It is a truly sad day in Philadelphia.
No, not because the Flyers are down 3-0 in their series against Boston. And not because some other idiot ran onto the field at a Phillies game and got tasered. That would just be funny.
It’s because former Phillie standout and Hall of Fame pitcher Robin Roberts died Thursday at his home in Temple Terrace, Fla. He was 83.
Most of the people that read this entry are too young to have any idea who Robin Roberts was as a baseball player, let alone to see him play. Heck, my dad was born nine years after Roberts led the “Whiz Kids” to the pennant in 1950.
Let’s take a moment to put his career in perspective.
It spanned 18 years starting in 1948. His last games came as a Chicago Cub (go figure) in 1966. He was an all star seven times and was elected to the Hall of Fame in 1976.
Along the way he piled up 286 wins, 2,357 strikeouts, a 3.41 lifetime ERA, a remarkable 305 complete games and 45 shutouts. Consider this: During his prime in the early 50s he went over the 300 inning plateau every year from 1950-55.
Roberts is best remembered as a 23-year old star with the Whiz Kids in 1950 (which featured a young Richie Ashburn, among others) but his best year statistically came in 1952 when he went 28-7 with a 2.59 ERA and 30 complete games in 330 innings.

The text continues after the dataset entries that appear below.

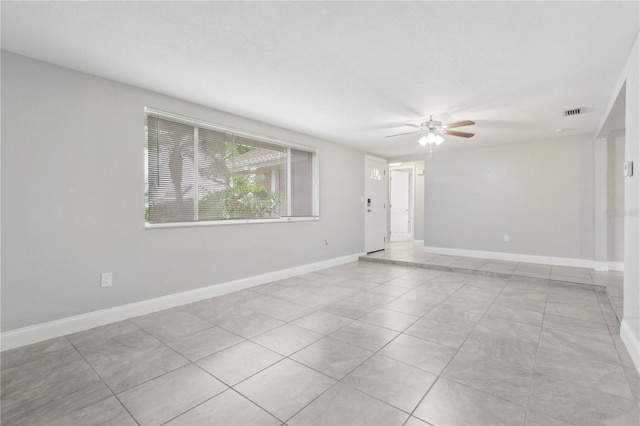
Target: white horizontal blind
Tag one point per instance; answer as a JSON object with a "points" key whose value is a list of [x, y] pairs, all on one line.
{"points": [[171, 172], [301, 183], [199, 173]]}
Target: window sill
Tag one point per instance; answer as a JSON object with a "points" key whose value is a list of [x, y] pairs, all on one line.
{"points": [[229, 222]]}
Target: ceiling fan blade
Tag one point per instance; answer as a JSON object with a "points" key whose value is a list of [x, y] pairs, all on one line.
{"points": [[401, 134], [459, 124], [456, 133]]}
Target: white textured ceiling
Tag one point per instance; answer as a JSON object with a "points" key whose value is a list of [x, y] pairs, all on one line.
{"points": [[351, 72]]}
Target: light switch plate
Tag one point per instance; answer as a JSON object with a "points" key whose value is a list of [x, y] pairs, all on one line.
{"points": [[628, 168]]}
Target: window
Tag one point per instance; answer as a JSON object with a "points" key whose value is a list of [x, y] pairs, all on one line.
{"points": [[198, 172]]}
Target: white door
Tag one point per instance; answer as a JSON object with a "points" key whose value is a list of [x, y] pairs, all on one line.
{"points": [[375, 203], [399, 196]]}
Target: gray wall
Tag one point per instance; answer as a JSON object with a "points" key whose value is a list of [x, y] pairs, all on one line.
{"points": [[615, 198], [631, 310], [540, 193], [73, 201]]}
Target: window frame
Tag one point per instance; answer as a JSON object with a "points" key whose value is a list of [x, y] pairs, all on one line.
{"points": [[315, 173]]}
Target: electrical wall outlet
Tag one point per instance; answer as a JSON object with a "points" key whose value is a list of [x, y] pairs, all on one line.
{"points": [[106, 279]]}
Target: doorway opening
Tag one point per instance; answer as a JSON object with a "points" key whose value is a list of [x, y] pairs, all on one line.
{"points": [[401, 204]]}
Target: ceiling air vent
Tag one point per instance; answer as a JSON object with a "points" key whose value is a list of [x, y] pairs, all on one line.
{"points": [[571, 112]]}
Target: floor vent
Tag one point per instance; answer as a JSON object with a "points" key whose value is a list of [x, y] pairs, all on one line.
{"points": [[571, 112]]}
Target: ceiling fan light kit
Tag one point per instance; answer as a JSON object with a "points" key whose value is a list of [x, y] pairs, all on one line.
{"points": [[433, 130]]}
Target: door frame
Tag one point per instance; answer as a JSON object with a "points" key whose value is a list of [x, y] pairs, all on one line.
{"points": [[385, 182], [411, 168]]}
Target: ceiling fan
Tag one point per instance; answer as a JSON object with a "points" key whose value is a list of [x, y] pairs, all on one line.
{"points": [[433, 130]]}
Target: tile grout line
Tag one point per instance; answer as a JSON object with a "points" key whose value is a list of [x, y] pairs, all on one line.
{"points": [[103, 382]]}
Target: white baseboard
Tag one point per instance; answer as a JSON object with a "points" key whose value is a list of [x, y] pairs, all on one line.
{"points": [[49, 330], [514, 257], [601, 266], [631, 341]]}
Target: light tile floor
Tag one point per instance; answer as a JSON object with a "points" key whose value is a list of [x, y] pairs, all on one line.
{"points": [[363, 343], [411, 254]]}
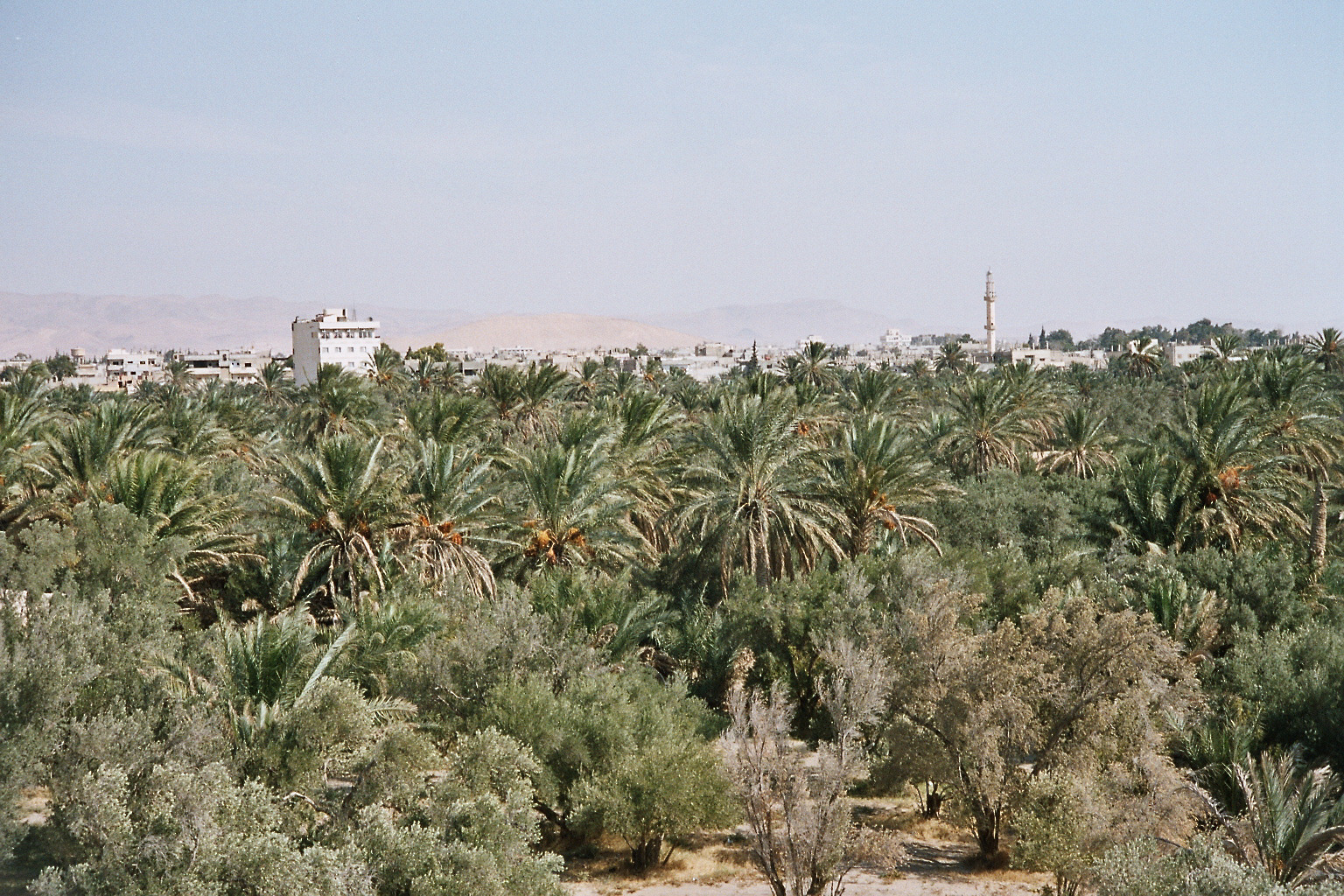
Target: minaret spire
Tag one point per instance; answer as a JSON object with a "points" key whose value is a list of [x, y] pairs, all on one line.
{"points": [[990, 313]]}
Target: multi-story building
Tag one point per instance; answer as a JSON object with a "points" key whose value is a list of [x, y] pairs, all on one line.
{"points": [[333, 338], [1179, 354], [241, 366], [125, 369]]}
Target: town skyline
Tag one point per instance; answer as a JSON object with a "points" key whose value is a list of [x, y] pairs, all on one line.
{"points": [[622, 161]]}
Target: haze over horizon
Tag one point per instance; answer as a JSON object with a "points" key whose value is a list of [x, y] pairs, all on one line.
{"points": [[1112, 164]]}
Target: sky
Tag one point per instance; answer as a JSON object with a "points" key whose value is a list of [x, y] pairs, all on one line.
{"points": [[1110, 161]]}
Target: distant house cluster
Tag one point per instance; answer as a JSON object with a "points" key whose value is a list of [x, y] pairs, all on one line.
{"points": [[124, 369]]}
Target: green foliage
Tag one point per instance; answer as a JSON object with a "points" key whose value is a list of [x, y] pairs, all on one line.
{"points": [[375, 630]]}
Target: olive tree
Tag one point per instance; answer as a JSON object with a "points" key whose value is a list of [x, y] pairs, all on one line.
{"points": [[1070, 685]]}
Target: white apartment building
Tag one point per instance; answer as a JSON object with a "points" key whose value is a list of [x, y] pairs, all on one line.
{"points": [[242, 366], [895, 341], [333, 338], [125, 369], [1179, 354], [1038, 358]]}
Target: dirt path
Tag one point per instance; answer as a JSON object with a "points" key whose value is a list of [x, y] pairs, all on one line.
{"points": [[929, 868]]}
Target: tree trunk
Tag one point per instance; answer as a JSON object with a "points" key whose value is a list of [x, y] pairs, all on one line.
{"points": [[987, 826], [647, 855], [1319, 529]]}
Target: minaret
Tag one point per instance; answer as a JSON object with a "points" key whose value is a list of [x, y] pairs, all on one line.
{"points": [[990, 312]]}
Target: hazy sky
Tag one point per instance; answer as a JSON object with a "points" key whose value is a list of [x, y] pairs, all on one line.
{"points": [[1112, 161]]}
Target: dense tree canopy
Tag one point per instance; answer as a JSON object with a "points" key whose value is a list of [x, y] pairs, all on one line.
{"points": [[411, 633]]}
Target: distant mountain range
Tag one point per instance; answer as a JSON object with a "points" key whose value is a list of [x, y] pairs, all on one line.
{"points": [[43, 326], [782, 323], [558, 332]]}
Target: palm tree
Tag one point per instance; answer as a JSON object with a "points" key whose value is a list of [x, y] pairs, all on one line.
{"points": [[1303, 421], [874, 391], [591, 381], [1236, 480], [987, 426], [268, 668], [539, 386], [446, 419], [642, 457], [501, 387], [812, 364], [874, 474], [576, 509], [918, 368], [1326, 348], [336, 402], [431, 376], [346, 501], [1081, 444], [1292, 817], [388, 368], [191, 430], [275, 384], [950, 358], [1225, 348], [82, 453], [754, 497], [1141, 358], [23, 424], [452, 502], [175, 497]]}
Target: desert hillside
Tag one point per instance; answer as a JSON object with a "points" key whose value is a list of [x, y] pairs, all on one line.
{"points": [[556, 332]]}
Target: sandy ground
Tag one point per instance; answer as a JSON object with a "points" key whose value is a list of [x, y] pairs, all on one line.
{"points": [[858, 886], [930, 866]]}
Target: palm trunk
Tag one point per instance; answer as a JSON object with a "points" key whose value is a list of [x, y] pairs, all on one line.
{"points": [[1319, 529]]}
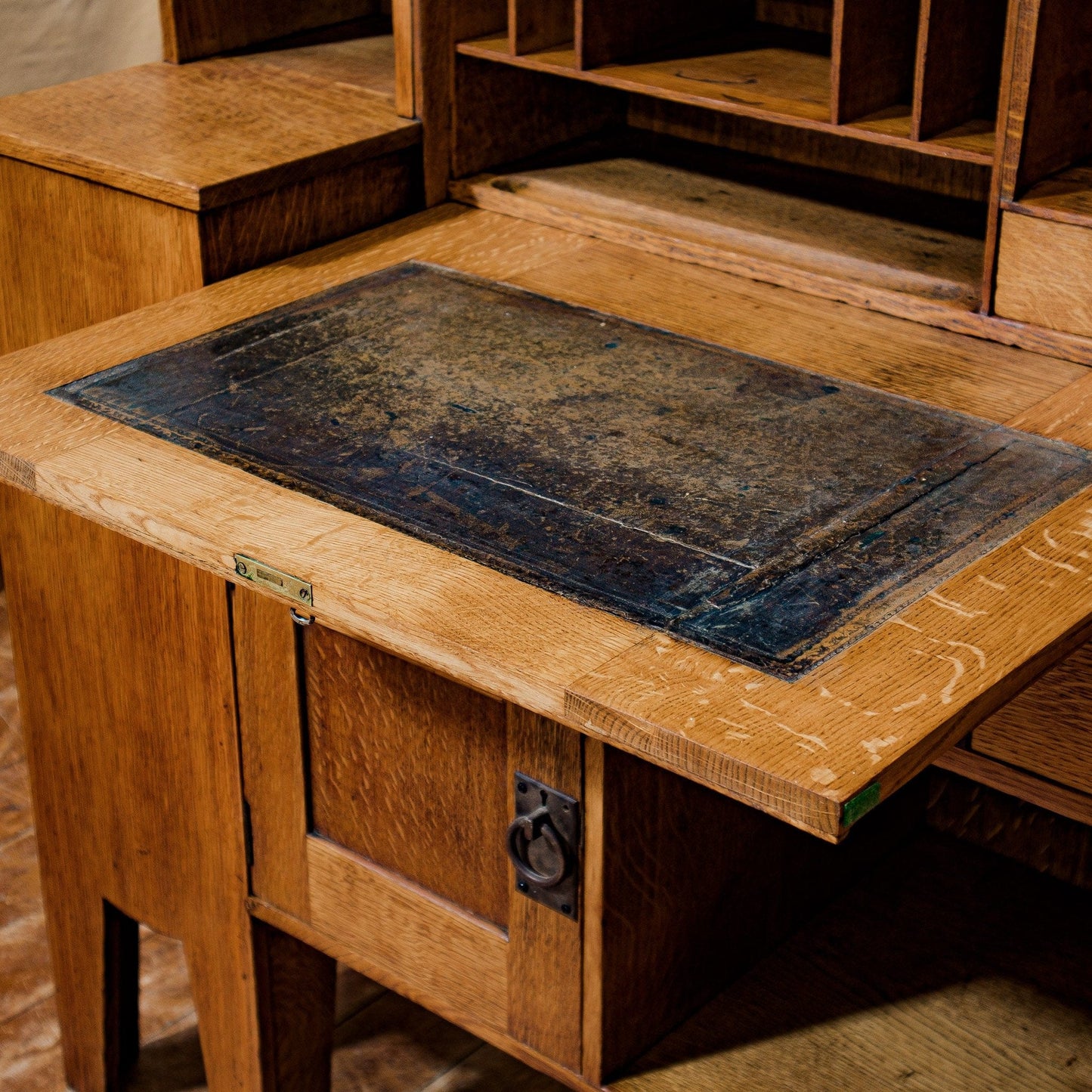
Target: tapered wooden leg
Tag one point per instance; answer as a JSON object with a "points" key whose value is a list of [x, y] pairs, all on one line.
{"points": [[222, 982], [127, 691], [95, 967], [296, 1011]]}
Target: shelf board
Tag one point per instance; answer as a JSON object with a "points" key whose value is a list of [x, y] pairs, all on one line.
{"points": [[741, 225], [775, 84], [1065, 196]]}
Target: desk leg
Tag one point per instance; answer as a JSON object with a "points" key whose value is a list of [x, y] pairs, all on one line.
{"points": [[124, 667]]}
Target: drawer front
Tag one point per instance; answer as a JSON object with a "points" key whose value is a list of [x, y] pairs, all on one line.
{"points": [[1047, 729], [380, 795]]}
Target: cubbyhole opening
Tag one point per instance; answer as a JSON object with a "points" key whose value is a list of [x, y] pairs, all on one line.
{"points": [[767, 203]]}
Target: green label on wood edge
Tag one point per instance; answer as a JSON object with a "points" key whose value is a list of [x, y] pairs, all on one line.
{"points": [[861, 804]]}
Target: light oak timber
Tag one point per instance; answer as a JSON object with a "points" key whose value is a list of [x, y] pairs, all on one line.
{"points": [[90, 728], [385, 738], [949, 660], [166, 138], [1066, 415], [74, 253], [362, 960], [537, 24], [1005, 779], [409, 939], [132, 187], [792, 88], [738, 225], [271, 736], [1043, 270], [471, 623], [763, 258]]}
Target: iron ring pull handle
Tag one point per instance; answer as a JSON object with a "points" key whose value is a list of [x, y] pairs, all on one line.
{"points": [[522, 832]]}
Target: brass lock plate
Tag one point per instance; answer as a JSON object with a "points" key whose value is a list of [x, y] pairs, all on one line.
{"points": [[544, 846], [294, 589]]}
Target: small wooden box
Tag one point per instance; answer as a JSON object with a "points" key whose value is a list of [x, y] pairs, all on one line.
{"points": [[129, 188]]}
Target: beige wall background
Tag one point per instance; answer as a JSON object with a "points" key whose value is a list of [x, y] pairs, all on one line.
{"points": [[44, 42]]}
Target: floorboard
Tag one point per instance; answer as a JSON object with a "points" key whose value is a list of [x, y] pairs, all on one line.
{"points": [[948, 967]]}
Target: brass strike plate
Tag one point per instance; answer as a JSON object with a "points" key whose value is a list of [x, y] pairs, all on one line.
{"points": [[283, 583]]}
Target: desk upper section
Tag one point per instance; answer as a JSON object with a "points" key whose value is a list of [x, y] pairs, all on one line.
{"points": [[869, 716]]}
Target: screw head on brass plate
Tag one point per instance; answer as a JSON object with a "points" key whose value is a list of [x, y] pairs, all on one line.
{"points": [[274, 580]]}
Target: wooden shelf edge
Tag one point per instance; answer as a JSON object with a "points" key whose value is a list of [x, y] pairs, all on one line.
{"points": [[605, 79], [476, 193], [1045, 212], [1025, 787]]}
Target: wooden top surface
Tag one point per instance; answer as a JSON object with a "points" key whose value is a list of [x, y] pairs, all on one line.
{"points": [[765, 512], [208, 134], [871, 716]]}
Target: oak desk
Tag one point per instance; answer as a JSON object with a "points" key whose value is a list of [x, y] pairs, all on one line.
{"points": [[385, 748]]}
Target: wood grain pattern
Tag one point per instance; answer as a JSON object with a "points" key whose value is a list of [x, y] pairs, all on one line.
{"points": [[696, 889], [1042, 272], [295, 994], [171, 851], [1031, 790], [957, 70], [873, 56], [159, 131], [741, 226], [843, 725], [292, 218], [409, 770], [848, 149], [770, 84], [194, 29], [76, 253], [544, 948], [472, 625], [1047, 729], [271, 735], [1065, 196], [702, 561], [1058, 120], [409, 940]]}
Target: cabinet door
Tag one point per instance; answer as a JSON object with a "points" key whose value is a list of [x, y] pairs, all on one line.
{"points": [[380, 794]]}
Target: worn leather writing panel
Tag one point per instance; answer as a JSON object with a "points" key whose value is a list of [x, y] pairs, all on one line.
{"points": [[767, 512]]}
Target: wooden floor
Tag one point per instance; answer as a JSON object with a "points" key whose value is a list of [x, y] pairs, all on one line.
{"points": [[385, 1043], [947, 969]]}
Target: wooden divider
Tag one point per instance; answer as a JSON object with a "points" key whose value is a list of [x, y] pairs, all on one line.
{"points": [[959, 63], [539, 24], [1058, 125], [873, 54], [615, 29]]}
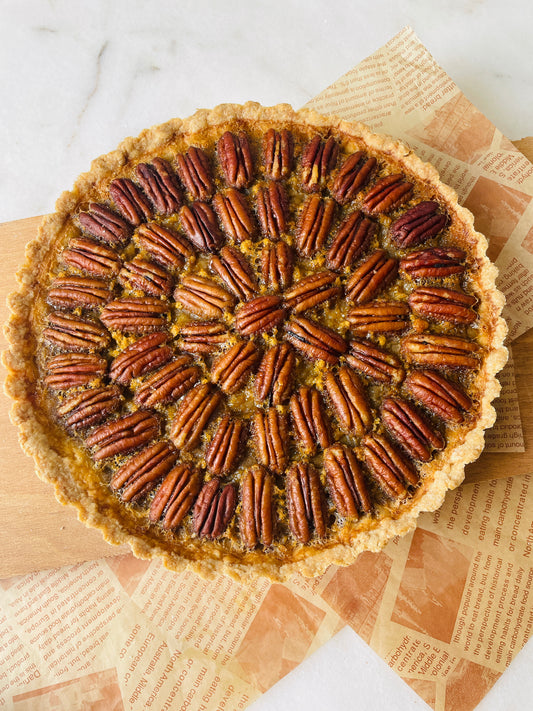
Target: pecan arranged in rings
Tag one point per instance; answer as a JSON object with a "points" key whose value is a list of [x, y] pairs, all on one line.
{"points": [[348, 399], [141, 472], [203, 297], [140, 357], [273, 380], [410, 429], [353, 237], [214, 509], [315, 341], [419, 224], [310, 425], [387, 194], [438, 395], [123, 435], [318, 159], [160, 183], [305, 502], [226, 447], [193, 414], [176, 495], [311, 291], [257, 515], [346, 482], [235, 158], [315, 222], [352, 176]]}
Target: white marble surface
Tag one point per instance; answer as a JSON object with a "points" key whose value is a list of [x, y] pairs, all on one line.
{"points": [[79, 76]]}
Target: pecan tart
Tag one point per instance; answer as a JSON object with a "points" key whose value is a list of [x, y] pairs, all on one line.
{"points": [[255, 342]]}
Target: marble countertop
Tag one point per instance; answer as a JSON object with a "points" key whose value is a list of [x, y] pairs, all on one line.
{"points": [[78, 77]]}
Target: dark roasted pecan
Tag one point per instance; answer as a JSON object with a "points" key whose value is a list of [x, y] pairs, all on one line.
{"points": [[123, 435], [371, 276], [226, 447], [418, 224], [214, 509], [231, 370], [310, 425], [257, 515], [176, 495], [352, 176], [348, 399], [315, 222], [141, 472], [410, 428], [193, 413], [353, 237], [305, 502], [387, 194], [315, 341], [140, 357], [438, 395], [235, 158], [130, 200], [273, 381], [318, 159], [346, 482]]}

In short, he was a stud in a pitching era that’s gone far by the wayside.
The Associated Press story commemorating his career summed it up like this:
Best-selling author James A. Michener, who lived outside Philadelphia, once summed up Roberts’ career in The New York Times.
“For two generations of fans, he symbolized the best in athletic competition,” Michener wrote. “Day after day he went out there and threw that high, hard one down the middle, a marvelously coordinated man doing his job. If he had pitched for the Yankees he might have won 350 games.”
And with that, rest in peace Robin Roberts. You were one helluva ball player.